Sachant que même les arrêts de la Cour Constitutionnelle considérés comme inconstitutionnels ou illégaux, revêtent un caractère obligatoire et exécutoire immédiatement, faute de juridiction de recours des décisions rendues par la Cour Constitutionnelle car elle demeure et reste la plus haute juridiction de la RD Congo ;

Sachant que l’un des objectifs du Droit, est de promouvoir la justice ;

Sachant que les actes juridiques anticonstitutionnels ou illégaux n’ont pas pour vocation de promouvoir la justice ;

Sachant que ce n’est pas la même configuration de la Cour Constitutionnelle qui s’est dédite car l’arrêt R Cons. 1816 du 18 novembre 2022, a été rendu, lors du changement de personnel de la Cour Constitutionnelle, c’est-à-dire, sous la présidence d’un autre juge, et la présence de trois (3) nouveaux juges nommés ;

Sachant que cette nouvelle équipe des Juges de la Cour Constitutionnelle avait fait une analyse juridique approfondie et avait constaté des lacunes dans la décision précédente ;

C’est pourquoi, je peux avancer sans trop de crainte, que les arrêts de la Cour Constitutionnelle même considérés comme anticonstitutionnels ou illégaux, doivent être appliqués car la Constitution demeure et reste au sommet de la hiérarchie des normes, elle a la primauté  ( alinéa 1 de l’article 168 de la Constitution) ;

De même, les arrêts de la Cour Constitutionnelle considérés comme anticonstitutionnels ou illégaux, doivent être appliqués jusqu’à ce qu’ils soient annulés par la même Cour, car la mission du Droit est notamment celle de  promouvoir la Justice, et de surcroît, la Constitution reste et demeure au sommet de la hiérarchie des normes juridiques, et que la primauté de la Constitution est une réalité (alinéa 2 de l’article 168 de la Constitution).

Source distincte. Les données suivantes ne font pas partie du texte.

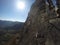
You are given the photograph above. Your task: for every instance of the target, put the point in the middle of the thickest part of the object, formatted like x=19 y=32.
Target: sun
x=20 y=5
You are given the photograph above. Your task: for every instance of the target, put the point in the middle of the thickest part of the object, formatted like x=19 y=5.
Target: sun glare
x=21 y=5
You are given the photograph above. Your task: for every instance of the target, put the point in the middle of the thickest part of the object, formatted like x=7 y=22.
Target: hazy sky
x=10 y=11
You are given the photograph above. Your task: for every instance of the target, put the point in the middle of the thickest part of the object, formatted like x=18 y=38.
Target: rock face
x=41 y=27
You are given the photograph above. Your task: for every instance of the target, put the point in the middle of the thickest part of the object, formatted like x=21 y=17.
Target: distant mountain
x=10 y=25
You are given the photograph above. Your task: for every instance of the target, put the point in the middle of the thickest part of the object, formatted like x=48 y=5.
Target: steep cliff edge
x=41 y=27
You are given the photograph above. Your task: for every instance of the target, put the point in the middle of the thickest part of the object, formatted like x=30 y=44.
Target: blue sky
x=9 y=11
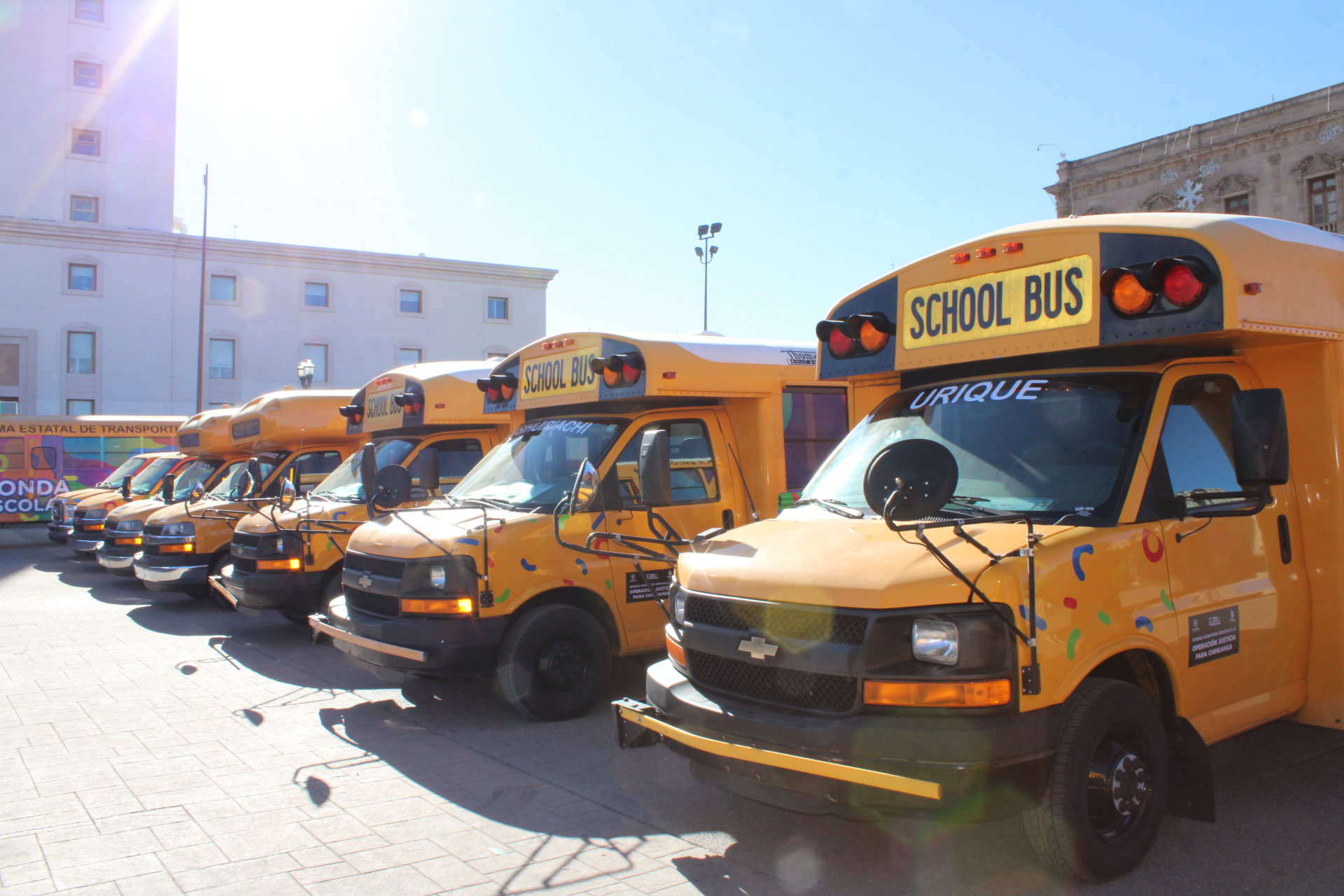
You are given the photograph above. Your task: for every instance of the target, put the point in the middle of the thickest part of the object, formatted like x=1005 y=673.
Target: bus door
x=696 y=451
x=1237 y=583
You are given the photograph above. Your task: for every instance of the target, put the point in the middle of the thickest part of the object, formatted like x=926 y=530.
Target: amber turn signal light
x=937 y=694
x=280 y=566
x=454 y=606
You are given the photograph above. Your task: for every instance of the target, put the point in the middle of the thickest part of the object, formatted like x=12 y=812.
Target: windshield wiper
x=839 y=508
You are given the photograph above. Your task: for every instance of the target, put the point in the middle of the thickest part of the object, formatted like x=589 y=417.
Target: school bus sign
x=1022 y=300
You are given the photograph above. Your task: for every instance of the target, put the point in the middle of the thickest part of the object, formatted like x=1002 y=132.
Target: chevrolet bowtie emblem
x=758 y=648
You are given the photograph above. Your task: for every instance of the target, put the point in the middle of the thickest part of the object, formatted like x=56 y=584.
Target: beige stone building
x=1282 y=160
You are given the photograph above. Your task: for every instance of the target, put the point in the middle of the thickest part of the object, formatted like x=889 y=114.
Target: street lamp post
x=706 y=255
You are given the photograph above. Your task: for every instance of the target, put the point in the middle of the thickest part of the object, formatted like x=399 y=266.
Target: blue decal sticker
x=1078 y=554
x=1022 y=612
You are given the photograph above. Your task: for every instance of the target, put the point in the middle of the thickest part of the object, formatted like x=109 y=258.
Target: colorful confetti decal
x=1078 y=556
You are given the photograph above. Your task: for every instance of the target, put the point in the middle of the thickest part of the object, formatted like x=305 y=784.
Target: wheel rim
x=1120 y=783
x=562 y=665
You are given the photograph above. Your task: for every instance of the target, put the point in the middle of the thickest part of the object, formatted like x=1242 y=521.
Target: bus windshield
x=1051 y=445
x=148 y=477
x=344 y=485
x=538 y=463
x=113 y=481
x=197 y=472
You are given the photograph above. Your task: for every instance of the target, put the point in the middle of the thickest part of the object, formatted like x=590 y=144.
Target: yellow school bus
x=1065 y=554
x=426 y=418
x=207 y=450
x=89 y=517
x=495 y=580
x=288 y=435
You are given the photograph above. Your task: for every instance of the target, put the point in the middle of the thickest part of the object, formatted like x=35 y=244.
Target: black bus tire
x=554 y=663
x=1108 y=789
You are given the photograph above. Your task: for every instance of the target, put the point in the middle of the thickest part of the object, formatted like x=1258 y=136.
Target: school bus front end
x=290 y=561
x=279 y=435
x=479 y=583
x=1063 y=555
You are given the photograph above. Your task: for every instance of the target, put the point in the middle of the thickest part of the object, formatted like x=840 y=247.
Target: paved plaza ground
x=153 y=743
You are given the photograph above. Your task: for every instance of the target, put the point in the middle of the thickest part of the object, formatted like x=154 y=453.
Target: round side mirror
x=910 y=480
x=286 y=495
x=391 y=486
x=587 y=486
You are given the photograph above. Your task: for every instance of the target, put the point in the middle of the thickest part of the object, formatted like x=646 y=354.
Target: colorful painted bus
x=43 y=457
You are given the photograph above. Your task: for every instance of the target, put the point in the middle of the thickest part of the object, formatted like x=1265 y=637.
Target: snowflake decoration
x=1190 y=195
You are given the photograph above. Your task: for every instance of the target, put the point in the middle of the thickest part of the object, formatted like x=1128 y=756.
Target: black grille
x=375 y=566
x=778 y=621
x=773 y=684
x=378 y=605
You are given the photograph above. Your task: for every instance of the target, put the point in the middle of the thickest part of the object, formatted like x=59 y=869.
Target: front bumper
x=274 y=590
x=118 y=564
x=169 y=578
x=923 y=763
x=413 y=645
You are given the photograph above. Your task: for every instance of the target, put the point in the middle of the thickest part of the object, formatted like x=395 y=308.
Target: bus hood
x=846 y=564
x=388 y=536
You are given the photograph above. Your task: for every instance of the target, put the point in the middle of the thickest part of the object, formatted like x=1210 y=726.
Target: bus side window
x=694 y=476
x=815 y=422
x=456 y=460
x=43 y=457
x=11 y=454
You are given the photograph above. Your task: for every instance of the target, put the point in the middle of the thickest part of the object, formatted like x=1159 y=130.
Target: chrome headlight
x=934 y=641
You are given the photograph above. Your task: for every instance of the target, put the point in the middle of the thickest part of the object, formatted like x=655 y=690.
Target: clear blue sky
x=834 y=140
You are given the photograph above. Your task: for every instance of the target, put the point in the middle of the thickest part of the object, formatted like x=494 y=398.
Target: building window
x=220 y=359
x=316 y=352
x=1324 y=200
x=88 y=74
x=86 y=143
x=84 y=209
x=222 y=288
x=80 y=352
x=89 y=10
x=84 y=277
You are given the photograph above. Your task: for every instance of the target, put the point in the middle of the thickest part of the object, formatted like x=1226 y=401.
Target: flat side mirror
x=391 y=486
x=286 y=495
x=1260 y=437
x=368 y=468
x=655 y=469
x=588 y=489
x=911 y=479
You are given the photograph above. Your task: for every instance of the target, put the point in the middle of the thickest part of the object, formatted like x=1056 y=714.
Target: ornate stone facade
x=1282 y=160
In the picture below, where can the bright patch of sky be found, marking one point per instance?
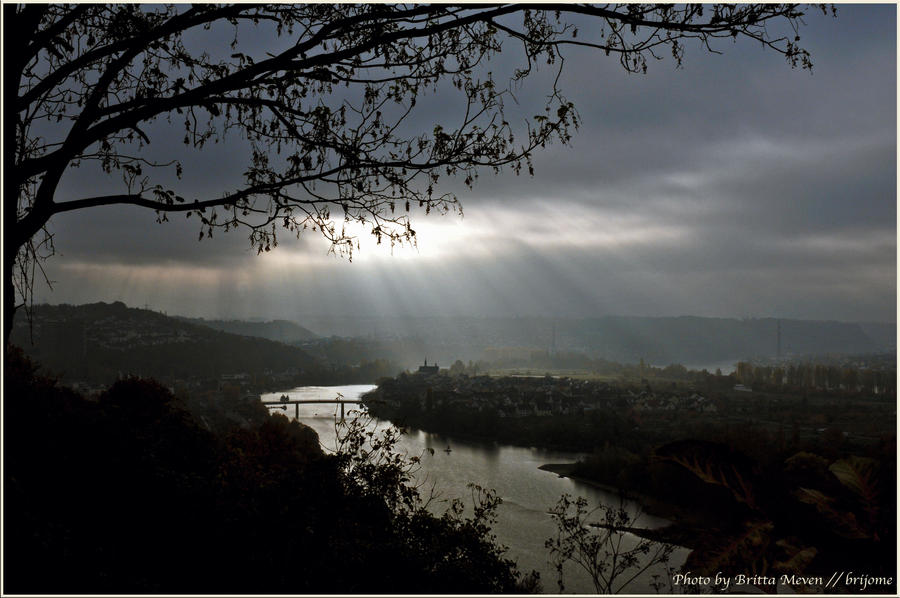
(732, 187)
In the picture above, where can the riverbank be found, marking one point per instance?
(685, 529)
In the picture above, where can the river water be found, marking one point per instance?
(523, 524)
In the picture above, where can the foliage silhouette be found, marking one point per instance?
(128, 494)
(802, 518)
(600, 548)
(325, 104)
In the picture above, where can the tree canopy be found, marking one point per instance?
(322, 95)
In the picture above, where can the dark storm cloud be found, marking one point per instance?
(734, 186)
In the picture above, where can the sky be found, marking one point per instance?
(732, 187)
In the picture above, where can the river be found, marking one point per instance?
(523, 524)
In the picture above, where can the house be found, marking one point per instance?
(428, 369)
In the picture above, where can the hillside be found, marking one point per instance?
(99, 342)
(662, 340)
(283, 331)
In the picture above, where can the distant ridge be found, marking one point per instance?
(101, 341)
(689, 340)
(283, 331)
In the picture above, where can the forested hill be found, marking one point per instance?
(687, 340)
(100, 341)
(283, 331)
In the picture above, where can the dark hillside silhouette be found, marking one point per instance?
(128, 494)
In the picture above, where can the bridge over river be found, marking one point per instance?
(286, 400)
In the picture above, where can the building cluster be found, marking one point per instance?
(514, 396)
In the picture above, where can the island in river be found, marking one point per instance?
(787, 478)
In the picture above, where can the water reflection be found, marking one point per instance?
(528, 493)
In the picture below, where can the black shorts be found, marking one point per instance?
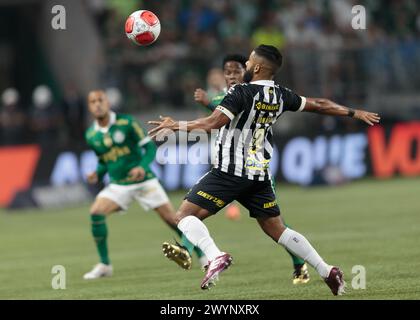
(217, 189)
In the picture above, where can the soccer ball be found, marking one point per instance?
(142, 27)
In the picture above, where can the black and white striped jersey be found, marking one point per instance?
(244, 146)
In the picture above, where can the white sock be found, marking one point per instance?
(300, 246)
(198, 234)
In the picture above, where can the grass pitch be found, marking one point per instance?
(375, 224)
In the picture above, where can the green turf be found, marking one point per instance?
(369, 223)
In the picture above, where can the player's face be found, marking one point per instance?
(233, 72)
(98, 104)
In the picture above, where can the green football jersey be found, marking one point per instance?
(118, 148)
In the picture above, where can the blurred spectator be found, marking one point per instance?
(74, 112)
(215, 82)
(268, 33)
(46, 119)
(12, 118)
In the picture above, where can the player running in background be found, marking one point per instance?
(125, 153)
(245, 118)
(234, 66)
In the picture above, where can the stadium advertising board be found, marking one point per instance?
(47, 178)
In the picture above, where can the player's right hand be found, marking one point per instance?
(369, 117)
(92, 178)
(200, 96)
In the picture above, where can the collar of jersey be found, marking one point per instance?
(264, 83)
(112, 120)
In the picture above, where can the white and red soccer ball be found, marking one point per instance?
(142, 27)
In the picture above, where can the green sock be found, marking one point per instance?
(296, 260)
(100, 233)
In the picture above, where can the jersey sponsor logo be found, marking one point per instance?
(118, 136)
(268, 205)
(122, 122)
(108, 141)
(265, 120)
(261, 106)
(115, 153)
(258, 165)
(219, 202)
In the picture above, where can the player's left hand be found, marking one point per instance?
(369, 117)
(137, 173)
(164, 127)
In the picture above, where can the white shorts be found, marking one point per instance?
(149, 194)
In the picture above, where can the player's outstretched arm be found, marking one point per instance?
(328, 107)
(167, 125)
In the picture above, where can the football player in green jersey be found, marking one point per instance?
(233, 70)
(125, 153)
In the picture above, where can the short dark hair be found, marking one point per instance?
(235, 57)
(270, 53)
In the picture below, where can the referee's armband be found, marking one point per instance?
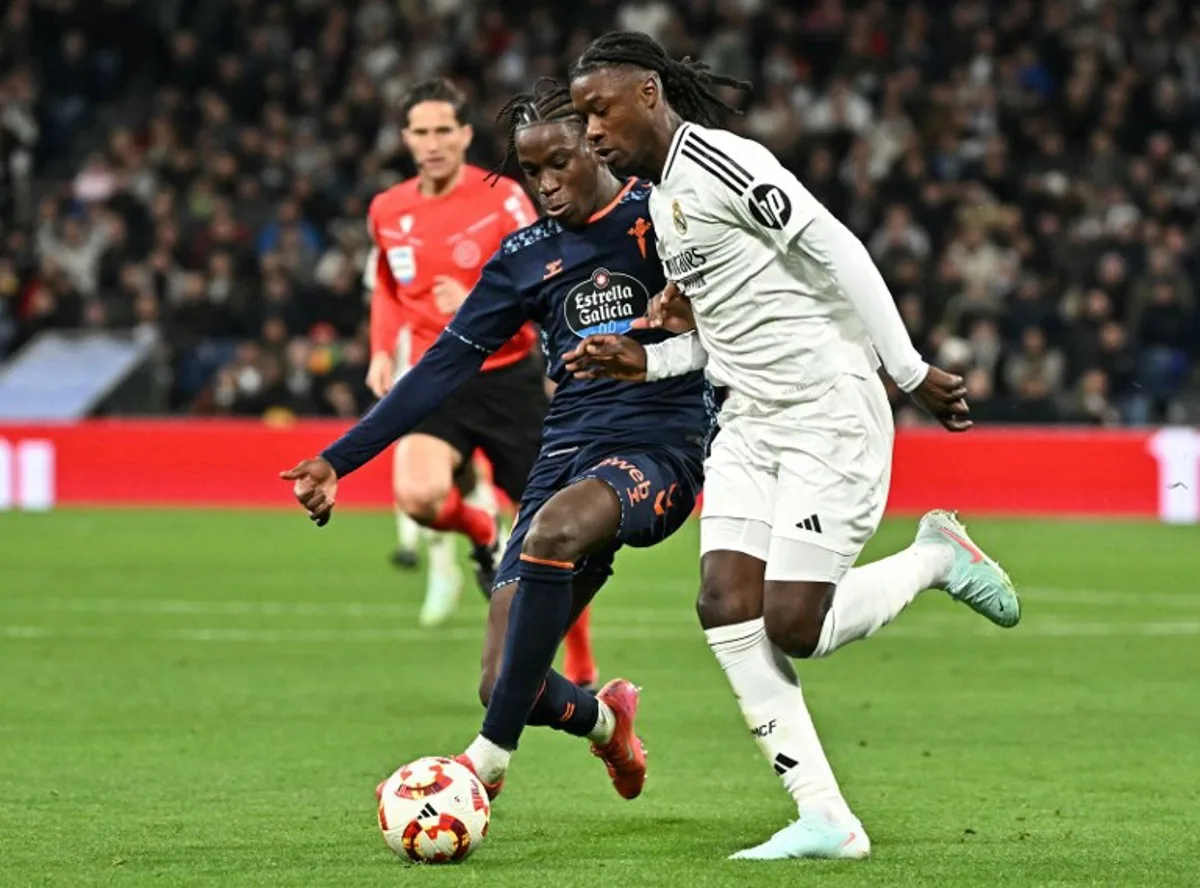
(675, 357)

 » Scientia Vincere Tenebras  » (« La Science Vaincra les Ténèbres « )

Professeur Jean-Denis Kasese

Professeur à l’Université Pédagogique Nationale (UPN)

Professeur, Chercheur et Collaborateur Scientifique à l’Université Libre de Bruxelles (ULB)

Membre de la Faculté de  Philosophie et Sciences Sociales (ex – Faculté des Sciences Sociales et Politiques / Solvay Brussels School of Economics and Management) de l’Université Libre de Bruxelles (ULB)

Membre de l’Institut de Sociologie (IS) de l’Université Libre de Bruxelles (ULB)

Membre du Centre  d’Études de la Coopération Internationale et du Développement (CECID) de l’université Libre de Bruxelles (ULB)

Notes et références

1. POINCARÉ, Henri, Discours. Fêtes du 75 ème anniversaire de l’Université Libre de Bruxelles (ULB), ULB / BRUXELLES, le 21 novembre 1909

2. KASESE, OTUNG ABIENDA, Jean-Denis, Systèmes Administratifs Comparés, Inédit,  UPN, 2013, pp. 44-46

3.  POLLET – PANOUSSI, Delphine,  » La Constitution congolaise de 2006 : petite sœur africaine de la Constitution française « , in REVUE FRANÇAISE DE DROIT CONSTITUTIONNEL,  2008/3 (n° 75), pp. 461-498

4. ASSEMBLÉE NATIONALE FRANÇAISE,   » Gouvernement Fabius (17 juillet 1984 – 20 mars 1986), in ASSEMBLÉE NATIONALE,-LCP, 2019

5. Article 21 de la Constitution française du 4 octobre 1958

6.  BUJAKERA, TSHIAMALA, Stanis, «  RDC : Ce qu’il faut savoir sur Dieudonné Kaluba, le nouveau Président de la Cour Constitutionnelle  », in JEUNE AFRIQUE, Publié le 30 avril 2021

7. RADIO OKAPI, « RDC : Dieudonné Kamuleta Badibanga élu Président de la Cour Constitutionnelle «, Publié le 21 juin 2022

8. Loc. Cit.

9. CONSTITUTION de la RD Congo du 18 février 2006.